Rabah Kechad fait, quand même, savoir que la commune a trouvé un espace pour délocaliser son historique marché à bétails. «Il faut préserver ce marché parce que c'est un espace de rencontres, d'échanges et de rayonnement, il a une dimension stratégique,» dit-il. Il pense qu'il est «un élément central pour le développement économique, social et culturel de la commune.» La commune a un fort taux de chômage «notamment des diplômés.»

«On est dans le bec de la bouteille»

Classée 1re en cultures céréalières, 2ème en fourrages, 1re en élevage ovin et 4ème pour le bovin, El Khroub a laissé empiéter son urbanisation «acharnée» sur ses terres agricoles. «Si ça continue, l'agriculture fera, dans peu de temps, partie de l'histoire,» dit Kechad. La commune se retrouve avec des classes de 50 élèves, un taux de déperdition scolaire important, un manque d'efficacité des bureaux de santé (hygiène et CNAS), une distribution de logements sans équipements et commodités, un non respect des quotas, délestée de sa prérogative de distribution de logement au profit du chef de daïra? «Ah ! Si ce diagnostic a été fait avant, on n'en serait pas là,» rebondit son P/APC. «C'est un diagnostic sans pitié et un diagnostic c'est la moitié de la thérapeutique, or c'est difficile de le faire dans le mouvement, il y a des logiques contradictoires qui ne dépendent pas de la gouvernance des élus, on doit évaluer, analyser cette gouvernance et introduire de nouveaux mécanismes,» dit-il.

Pour lui «la santé et la sécurité, c'est fondamental pour le citoyen mais ça passe par l'éclairage public, les espaces verts (?), il y a 5 ans, j'ai demandé un terrain pour délocaliser le marché à bestiaux, on vient juste de nous en attribuer un, si le projet se termine, il est fantastique, mais qu'on mette 5 ans pour l'avoir, il faut le faire !» Prof.

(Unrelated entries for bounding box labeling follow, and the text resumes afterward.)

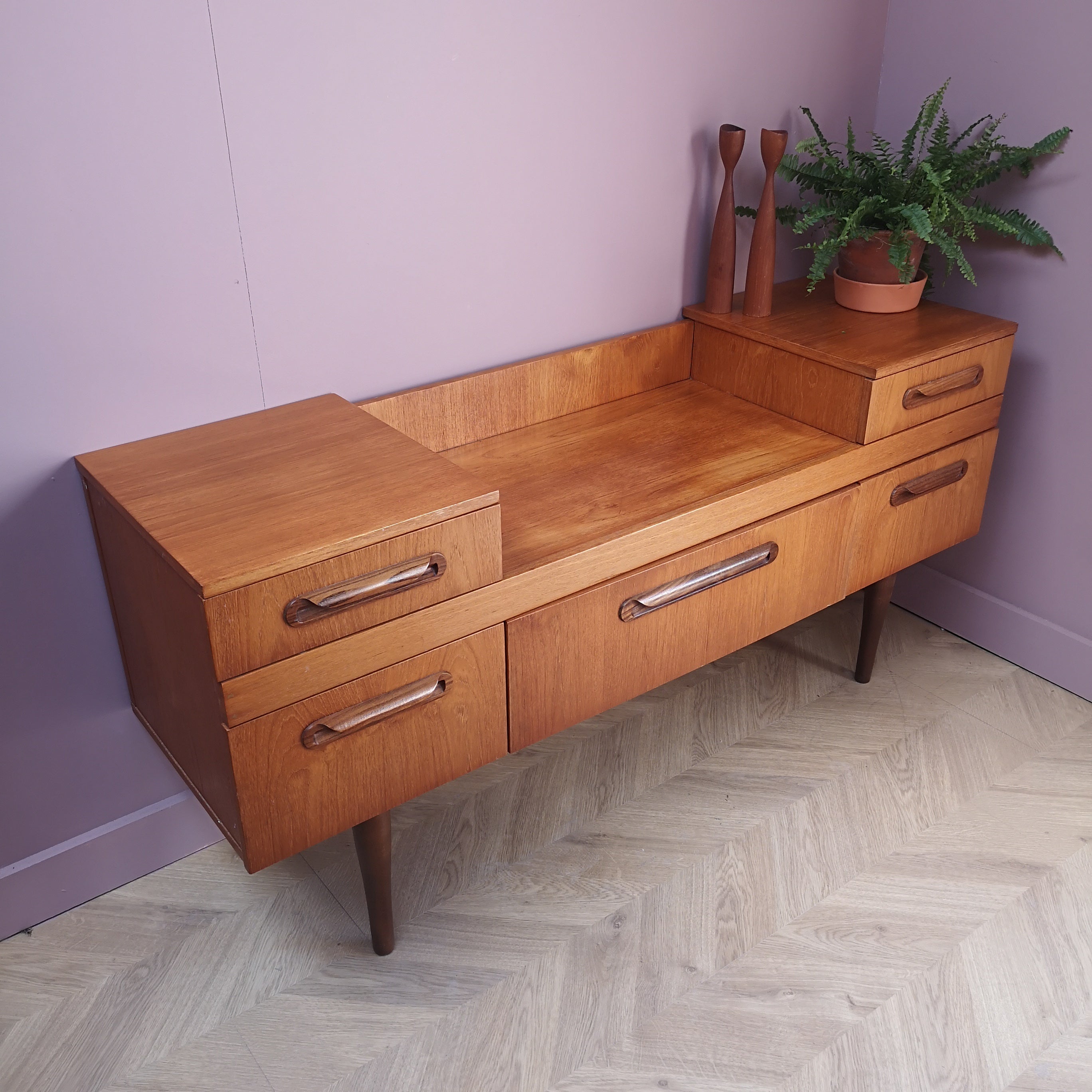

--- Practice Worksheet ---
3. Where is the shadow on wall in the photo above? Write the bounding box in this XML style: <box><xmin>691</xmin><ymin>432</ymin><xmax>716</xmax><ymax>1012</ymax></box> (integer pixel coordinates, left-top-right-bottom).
<box><xmin>0</xmin><ymin>460</ymin><xmax>184</xmax><ymax>867</ymax></box>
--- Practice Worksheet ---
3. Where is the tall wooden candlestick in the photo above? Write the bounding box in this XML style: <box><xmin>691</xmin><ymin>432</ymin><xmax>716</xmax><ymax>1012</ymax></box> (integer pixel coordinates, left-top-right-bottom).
<box><xmin>744</xmin><ymin>129</ymin><xmax>788</xmax><ymax>319</ymax></box>
<box><xmin>705</xmin><ymin>126</ymin><xmax>747</xmax><ymax>315</ymax></box>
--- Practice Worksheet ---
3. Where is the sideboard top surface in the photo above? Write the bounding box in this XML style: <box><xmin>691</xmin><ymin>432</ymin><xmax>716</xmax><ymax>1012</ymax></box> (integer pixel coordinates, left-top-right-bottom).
<box><xmin>682</xmin><ymin>279</ymin><xmax>1017</xmax><ymax>379</ymax></box>
<box><xmin>77</xmin><ymin>394</ymin><xmax>497</xmax><ymax>596</ymax></box>
<box><xmin>445</xmin><ymin>379</ymin><xmax>843</xmax><ymax>578</ymax></box>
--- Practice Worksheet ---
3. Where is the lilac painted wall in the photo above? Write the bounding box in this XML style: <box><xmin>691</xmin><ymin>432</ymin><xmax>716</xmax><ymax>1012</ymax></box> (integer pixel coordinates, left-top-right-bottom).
<box><xmin>877</xmin><ymin>0</ymin><xmax>1092</xmax><ymax>698</ymax></box>
<box><xmin>0</xmin><ymin>0</ymin><xmax>886</xmax><ymax>936</ymax></box>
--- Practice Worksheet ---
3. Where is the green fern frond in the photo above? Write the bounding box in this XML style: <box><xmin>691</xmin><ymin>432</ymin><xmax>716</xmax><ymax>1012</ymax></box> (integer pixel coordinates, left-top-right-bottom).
<box><xmin>764</xmin><ymin>81</ymin><xmax>1070</xmax><ymax>287</ymax></box>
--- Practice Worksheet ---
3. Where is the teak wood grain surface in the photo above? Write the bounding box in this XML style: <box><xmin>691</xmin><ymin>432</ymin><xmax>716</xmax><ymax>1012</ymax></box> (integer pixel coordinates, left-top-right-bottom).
<box><xmin>79</xmin><ymin>289</ymin><xmax>1011</xmax><ymax>930</ymax></box>
<box><xmin>863</xmin><ymin>335</ymin><xmax>1013</xmax><ymax>443</ymax></box>
<box><xmin>204</xmin><ymin>504</ymin><xmax>501</xmax><ymax>679</ymax></box>
<box><xmin>222</xmin><ymin>395</ymin><xmax>1001</xmax><ymax>724</ymax></box>
<box><xmin>682</xmin><ymin>279</ymin><xmax>1017</xmax><ymax>379</ymax></box>
<box><xmin>506</xmin><ymin>488</ymin><xmax>857</xmax><ymax>750</ymax></box>
<box><xmin>359</xmin><ymin>321</ymin><xmax>693</xmax><ymax>451</ymax></box>
<box><xmin>846</xmin><ymin>429</ymin><xmax>997</xmax><ymax>592</ymax></box>
<box><xmin>77</xmin><ymin>394</ymin><xmax>497</xmax><ymax>596</ymax></box>
<box><xmin>691</xmin><ymin>323</ymin><xmax>1012</xmax><ymax>443</ymax></box>
<box><xmin>85</xmin><ymin>484</ymin><xmax>242</xmax><ymax>850</ymax></box>
<box><xmin>226</xmin><ymin>626</ymin><xmax>508</xmax><ymax>871</ymax></box>
<box><xmin>447</xmin><ymin>380</ymin><xmax>843</xmax><ymax>577</ymax></box>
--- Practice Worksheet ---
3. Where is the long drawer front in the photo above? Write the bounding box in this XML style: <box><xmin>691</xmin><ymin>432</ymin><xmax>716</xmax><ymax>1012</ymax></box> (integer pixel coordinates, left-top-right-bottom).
<box><xmin>846</xmin><ymin>428</ymin><xmax>997</xmax><ymax>592</ymax></box>
<box><xmin>227</xmin><ymin>626</ymin><xmax>508</xmax><ymax>871</ymax></box>
<box><xmin>507</xmin><ymin>487</ymin><xmax>857</xmax><ymax>750</ymax></box>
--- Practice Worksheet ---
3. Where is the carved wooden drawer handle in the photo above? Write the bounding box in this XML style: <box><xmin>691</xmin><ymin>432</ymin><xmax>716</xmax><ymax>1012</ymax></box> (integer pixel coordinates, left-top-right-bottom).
<box><xmin>299</xmin><ymin>672</ymin><xmax>454</xmax><ymax>747</ymax></box>
<box><xmin>284</xmin><ymin>554</ymin><xmax>448</xmax><ymax>626</ymax></box>
<box><xmin>902</xmin><ymin>364</ymin><xmax>983</xmax><ymax>410</ymax></box>
<box><xmin>618</xmin><ymin>543</ymin><xmax>777</xmax><ymax>621</ymax></box>
<box><xmin>891</xmin><ymin>459</ymin><xmax>966</xmax><ymax>508</ymax></box>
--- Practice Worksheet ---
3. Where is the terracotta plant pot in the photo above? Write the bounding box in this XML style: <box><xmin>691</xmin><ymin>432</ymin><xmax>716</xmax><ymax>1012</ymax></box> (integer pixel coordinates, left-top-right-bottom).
<box><xmin>834</xmin><ymin>270</ymin><xmax>926</xmax><ymax>315</ymax></box>
<box><xmin>838</xmin><ymin>231</ymin><xmax>925</xmax><ymax>284</ymax></box>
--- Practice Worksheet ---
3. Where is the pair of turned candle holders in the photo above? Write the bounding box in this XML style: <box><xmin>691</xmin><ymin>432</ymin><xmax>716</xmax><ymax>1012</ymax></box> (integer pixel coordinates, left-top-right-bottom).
<box><xmin>705</xmin><ymin>126</ymin><xmax>788</xmax><ymax>319</ymax></box>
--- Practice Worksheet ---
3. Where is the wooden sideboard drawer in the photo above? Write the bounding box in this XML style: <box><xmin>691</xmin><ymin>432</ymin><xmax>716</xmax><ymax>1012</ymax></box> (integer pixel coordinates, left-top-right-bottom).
<box><xmin>507</xmin><ymin>487</ymin><xmax>857</xmax><ymax>750</ymax></box>
<box><xmin>847</xmin><ymin>428</ymin><xmax>997</xmax><ymax>592</ymax></box>
<box><xmin>863</xmin><ymin>337</ymin><xmax>1013</xmax><ymax>443</ymax></box>
<box><xmin>204</xmin><ymin>504</ymin><xmax>501</xmax><ymax>681</ymax></box>
<box><xmin>692</xmin><ymin>323</ymin><xmax>1013</xmax><ymax>443</ymax></box>
<box><xmin>227</xmin><ymin>626</ymin><xmax>508</xmax><ymax>871</ymax></box>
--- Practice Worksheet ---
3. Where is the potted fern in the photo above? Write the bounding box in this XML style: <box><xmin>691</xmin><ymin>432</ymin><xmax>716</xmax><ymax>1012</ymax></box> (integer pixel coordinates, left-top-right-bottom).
<box><xmin>737</xmin><ymin>81</ymin><xmax>1070</xmax><ymax>311</ymax></box>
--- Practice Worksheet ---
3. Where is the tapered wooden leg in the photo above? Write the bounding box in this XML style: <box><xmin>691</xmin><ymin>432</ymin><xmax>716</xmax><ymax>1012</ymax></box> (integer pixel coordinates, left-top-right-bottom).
<box><xmin>854</xmin><ymin>572</ymin><xmax>898</xmax><ymax>682</ymax></box>
<box><xmin>353</xmin><ymin>811</ymin><xmax>394</xmax><ymax>956</ymax></box>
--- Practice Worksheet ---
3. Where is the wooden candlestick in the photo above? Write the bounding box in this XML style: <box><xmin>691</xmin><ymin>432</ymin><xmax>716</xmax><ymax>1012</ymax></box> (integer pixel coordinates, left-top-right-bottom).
<box><xmin>705</xmin><ymin>126</ymin><xmax>747</xmax><ymax>315</ymax></box>
<box><xmin>744</xmin><ymin>129</ymin><xmax>788</xmax><ymax>319</ymax></box>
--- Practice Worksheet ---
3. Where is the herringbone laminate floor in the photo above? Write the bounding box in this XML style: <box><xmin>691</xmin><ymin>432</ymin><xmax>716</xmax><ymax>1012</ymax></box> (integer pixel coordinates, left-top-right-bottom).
<box><xmin>0</xmin><ymin>599</ymin><xmax>1092</xmax><ymax>1092</ymax></box>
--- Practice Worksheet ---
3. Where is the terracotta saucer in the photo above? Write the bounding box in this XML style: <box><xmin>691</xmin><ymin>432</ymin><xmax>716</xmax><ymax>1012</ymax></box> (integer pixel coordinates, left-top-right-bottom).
<box><xmin>834</xmin><ymin>270</ymin><xmax>925</xmax><ymax>315</ymax></box>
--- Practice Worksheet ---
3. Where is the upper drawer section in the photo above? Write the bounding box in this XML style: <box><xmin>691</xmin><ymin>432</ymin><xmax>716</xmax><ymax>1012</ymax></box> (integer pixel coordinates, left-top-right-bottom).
<box><xmin>682</xmin><ymin>281</ymin><xmax>1017</xmax><ymax>443</ymax></box>
<box><xmin>204</xmin><ymin>504</ymin><xmax>501</xmax><ymax>681</ymax></box>
<box><xmin>863</xmin><ymin>337</ymin><xmax>1013</xmax><ymax>443</ymax></box>
<box><xmin>692</xmin><ymin>324</ymin><xmax>1012</xmax><ymax>443</ymax></box>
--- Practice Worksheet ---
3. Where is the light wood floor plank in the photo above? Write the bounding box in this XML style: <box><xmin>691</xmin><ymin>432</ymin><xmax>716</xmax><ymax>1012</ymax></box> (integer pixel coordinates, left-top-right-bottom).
<box><xmin>0</xmin><ymin>601</ymin><xmax>1092</xmax><ymax>1092</ymax></box>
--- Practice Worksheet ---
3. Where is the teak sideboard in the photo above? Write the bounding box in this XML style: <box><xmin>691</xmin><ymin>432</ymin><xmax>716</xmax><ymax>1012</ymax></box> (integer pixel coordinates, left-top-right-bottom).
<box><xmin>77</xmin><ymin>282</ymin><xmax>1015</xmax><ymax>954</ymax></box>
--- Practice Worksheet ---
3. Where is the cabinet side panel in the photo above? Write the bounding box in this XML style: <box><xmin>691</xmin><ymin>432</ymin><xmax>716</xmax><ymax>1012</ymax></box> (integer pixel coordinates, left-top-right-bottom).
<box><xmin>691</xmin><ymin>322</ymin><xmax>871</xmax><ymax>443</ymax></box>
<box><xmin>85</xmin><ymin>482</ymin><xmax>242</xmax><ymax>850</ymax></box>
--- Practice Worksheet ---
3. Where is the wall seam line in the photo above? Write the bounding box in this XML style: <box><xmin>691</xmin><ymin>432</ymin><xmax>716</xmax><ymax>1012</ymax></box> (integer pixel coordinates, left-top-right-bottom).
<box><xmin>205</xmin><ymin>0</ymin><xmax>265</xmax><ymax>410</ymax></box>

Aberkane pense alors que «le temps politique n'a plus rien à voir, il ne réussira pas dans ce qui été entrepris et ce n'est pas la démocratie participative qui va trouver des solutions, si ça continue à ce rythme, on se retrouvera, toujours, dans le bec de la bouteille.» Abdelhamid Abderkane arrive au terme de son mandat de P/APC dans peu de temps.